Expectation #2: Reduction in GST rates applicable on inward supplies used for construction
- Currently, the inward supplies used in construction are taxable at a higher rate (works contract services: 18 percent, cement: 28 percent, RCC: 18 percent, Steel: 18 percent, etc.) without any input tax credit to the developer.
- Reducing the GST rates on inward supplies would help reduce the cost of apartments for homebuyers and, thus, provide impetus to the real estate sector.
Expectation #3: Exemption on leasehold rights
- Currently, exemption has been provided to long term lease of industrial plots by State Government Industrial Development Corporations or Undertakings, for industrial or financial activity subject to satisfaction of certain other conditions.

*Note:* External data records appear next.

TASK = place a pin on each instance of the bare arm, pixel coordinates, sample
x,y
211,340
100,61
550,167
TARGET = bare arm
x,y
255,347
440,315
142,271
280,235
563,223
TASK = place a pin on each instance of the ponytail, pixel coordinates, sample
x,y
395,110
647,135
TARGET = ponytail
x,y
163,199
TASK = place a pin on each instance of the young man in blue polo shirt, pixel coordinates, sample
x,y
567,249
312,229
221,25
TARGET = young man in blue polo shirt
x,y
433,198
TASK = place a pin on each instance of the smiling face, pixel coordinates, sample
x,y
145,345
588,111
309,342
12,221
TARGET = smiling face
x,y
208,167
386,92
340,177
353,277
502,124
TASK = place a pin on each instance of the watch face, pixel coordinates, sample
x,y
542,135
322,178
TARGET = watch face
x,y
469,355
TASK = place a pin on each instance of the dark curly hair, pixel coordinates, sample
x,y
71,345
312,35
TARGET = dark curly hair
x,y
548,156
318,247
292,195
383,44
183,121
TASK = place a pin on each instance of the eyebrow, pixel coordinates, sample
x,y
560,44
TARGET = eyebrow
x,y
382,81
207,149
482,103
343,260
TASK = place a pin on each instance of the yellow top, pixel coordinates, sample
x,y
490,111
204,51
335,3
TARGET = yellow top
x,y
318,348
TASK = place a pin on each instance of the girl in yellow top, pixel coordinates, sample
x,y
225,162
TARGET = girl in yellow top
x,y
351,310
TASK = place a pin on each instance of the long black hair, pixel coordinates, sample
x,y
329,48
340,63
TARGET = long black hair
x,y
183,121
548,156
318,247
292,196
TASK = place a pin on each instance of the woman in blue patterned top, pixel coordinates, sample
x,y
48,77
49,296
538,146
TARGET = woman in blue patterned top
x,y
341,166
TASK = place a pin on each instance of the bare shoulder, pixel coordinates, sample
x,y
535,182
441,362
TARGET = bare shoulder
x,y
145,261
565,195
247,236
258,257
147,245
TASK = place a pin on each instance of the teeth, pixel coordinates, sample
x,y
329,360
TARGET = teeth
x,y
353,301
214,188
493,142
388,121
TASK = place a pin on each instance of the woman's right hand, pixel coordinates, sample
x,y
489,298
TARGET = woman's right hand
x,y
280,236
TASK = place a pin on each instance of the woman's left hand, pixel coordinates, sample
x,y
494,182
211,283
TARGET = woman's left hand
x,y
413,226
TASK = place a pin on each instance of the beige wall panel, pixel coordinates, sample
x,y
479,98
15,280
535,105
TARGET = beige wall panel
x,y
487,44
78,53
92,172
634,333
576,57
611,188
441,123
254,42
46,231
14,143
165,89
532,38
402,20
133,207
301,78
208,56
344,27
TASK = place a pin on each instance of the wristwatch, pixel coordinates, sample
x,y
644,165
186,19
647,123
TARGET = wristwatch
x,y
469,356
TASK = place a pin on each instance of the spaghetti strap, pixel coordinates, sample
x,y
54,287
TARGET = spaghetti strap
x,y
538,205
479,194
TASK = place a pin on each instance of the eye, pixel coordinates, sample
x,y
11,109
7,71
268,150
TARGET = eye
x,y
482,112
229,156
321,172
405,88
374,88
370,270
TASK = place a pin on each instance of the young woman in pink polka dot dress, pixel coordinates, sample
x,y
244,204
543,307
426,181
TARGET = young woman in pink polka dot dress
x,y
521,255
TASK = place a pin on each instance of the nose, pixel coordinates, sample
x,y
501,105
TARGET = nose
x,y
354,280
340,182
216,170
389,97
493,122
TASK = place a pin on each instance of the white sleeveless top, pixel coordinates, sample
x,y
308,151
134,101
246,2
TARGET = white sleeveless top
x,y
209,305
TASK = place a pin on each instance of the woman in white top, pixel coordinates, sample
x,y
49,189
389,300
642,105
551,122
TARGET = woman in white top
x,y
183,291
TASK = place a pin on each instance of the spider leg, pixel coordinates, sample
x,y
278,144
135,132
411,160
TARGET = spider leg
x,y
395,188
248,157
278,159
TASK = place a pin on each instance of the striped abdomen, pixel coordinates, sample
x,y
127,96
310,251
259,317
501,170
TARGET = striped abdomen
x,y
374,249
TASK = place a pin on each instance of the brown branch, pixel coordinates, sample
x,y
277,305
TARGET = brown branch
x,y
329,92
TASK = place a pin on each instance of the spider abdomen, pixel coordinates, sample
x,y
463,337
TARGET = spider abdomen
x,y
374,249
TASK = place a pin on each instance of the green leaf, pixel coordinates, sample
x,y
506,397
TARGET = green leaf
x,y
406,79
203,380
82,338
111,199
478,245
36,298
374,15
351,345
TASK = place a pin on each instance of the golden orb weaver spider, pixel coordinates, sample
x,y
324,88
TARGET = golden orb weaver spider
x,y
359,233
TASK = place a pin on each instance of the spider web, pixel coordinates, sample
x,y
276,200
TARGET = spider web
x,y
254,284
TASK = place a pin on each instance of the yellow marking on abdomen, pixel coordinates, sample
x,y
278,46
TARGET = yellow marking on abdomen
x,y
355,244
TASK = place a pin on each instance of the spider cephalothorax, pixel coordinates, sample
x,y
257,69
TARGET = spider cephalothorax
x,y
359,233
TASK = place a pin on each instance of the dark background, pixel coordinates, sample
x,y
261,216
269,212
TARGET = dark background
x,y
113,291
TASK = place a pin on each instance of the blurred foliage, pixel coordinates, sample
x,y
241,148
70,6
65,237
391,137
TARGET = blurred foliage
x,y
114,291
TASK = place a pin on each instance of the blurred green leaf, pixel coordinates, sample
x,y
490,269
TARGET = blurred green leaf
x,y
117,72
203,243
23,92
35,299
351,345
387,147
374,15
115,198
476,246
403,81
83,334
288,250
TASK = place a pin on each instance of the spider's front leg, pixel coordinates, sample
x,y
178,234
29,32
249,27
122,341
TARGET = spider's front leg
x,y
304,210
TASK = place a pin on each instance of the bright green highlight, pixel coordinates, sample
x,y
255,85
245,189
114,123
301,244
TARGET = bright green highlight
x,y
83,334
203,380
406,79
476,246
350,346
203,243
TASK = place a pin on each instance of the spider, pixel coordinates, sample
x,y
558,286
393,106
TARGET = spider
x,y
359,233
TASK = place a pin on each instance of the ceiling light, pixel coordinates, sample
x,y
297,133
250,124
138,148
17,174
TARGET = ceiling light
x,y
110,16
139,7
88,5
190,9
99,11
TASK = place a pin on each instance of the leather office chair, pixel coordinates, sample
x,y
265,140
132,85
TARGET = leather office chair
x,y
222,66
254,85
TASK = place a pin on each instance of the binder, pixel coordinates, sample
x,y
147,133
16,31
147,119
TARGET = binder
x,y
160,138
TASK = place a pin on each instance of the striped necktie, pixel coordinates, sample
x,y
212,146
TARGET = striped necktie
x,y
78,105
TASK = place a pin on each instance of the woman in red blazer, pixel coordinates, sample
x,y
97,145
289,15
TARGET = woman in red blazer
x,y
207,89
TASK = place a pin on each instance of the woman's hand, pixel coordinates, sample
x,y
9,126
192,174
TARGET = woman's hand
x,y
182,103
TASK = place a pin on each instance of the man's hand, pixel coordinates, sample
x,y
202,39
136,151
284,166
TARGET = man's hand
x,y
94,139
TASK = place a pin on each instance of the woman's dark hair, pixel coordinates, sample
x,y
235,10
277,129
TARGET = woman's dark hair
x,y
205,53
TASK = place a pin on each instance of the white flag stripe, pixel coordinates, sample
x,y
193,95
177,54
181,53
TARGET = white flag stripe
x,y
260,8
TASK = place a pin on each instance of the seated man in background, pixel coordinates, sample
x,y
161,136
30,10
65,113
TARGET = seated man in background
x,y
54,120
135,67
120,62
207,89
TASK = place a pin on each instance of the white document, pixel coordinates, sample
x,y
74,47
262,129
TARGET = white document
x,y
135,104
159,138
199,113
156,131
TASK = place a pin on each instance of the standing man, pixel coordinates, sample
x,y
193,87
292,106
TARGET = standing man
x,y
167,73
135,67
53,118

- It must be noted that a long-term lease is akin to the sale of land and has become an alternative to the sale of land. Accordingly, the government must provide a blanket exemption to the long-term lease of land irrespective of the class of service provider, purpose of the lease, etc.
Expectation #4: Input tax credit must be allowed in relation to construction of projects for commercial leasing
- Input tax credit on construction of projects developed for commercial leasing has been a contentious issue, travelling up to the Apex Court, which held that input tax credit must be allowed if the same qualifies as plant or machinery for the developer.
- Considering the decision of the Apex Court, the government must issue a clarification regarding such buildings as plant or machinery for developers.
Expectation #5: Exemption on development rights for construction of commercial properties for leasing
- At present, development rights granted for the construction of commercial properties intended for leasing are subject to GST, and the departmental authorities at the ground level are disputing the availment of ITC when the same is used for commercial leasing on which applicable GST is discharged.
- This results in a dual tax burden for developers, taxability on development rights and ITC disallowance.
- To alleviate this financial strain, the government should introduce an exemption on the transfer of development rights used for constructing commercial properties intended for leasing purposes.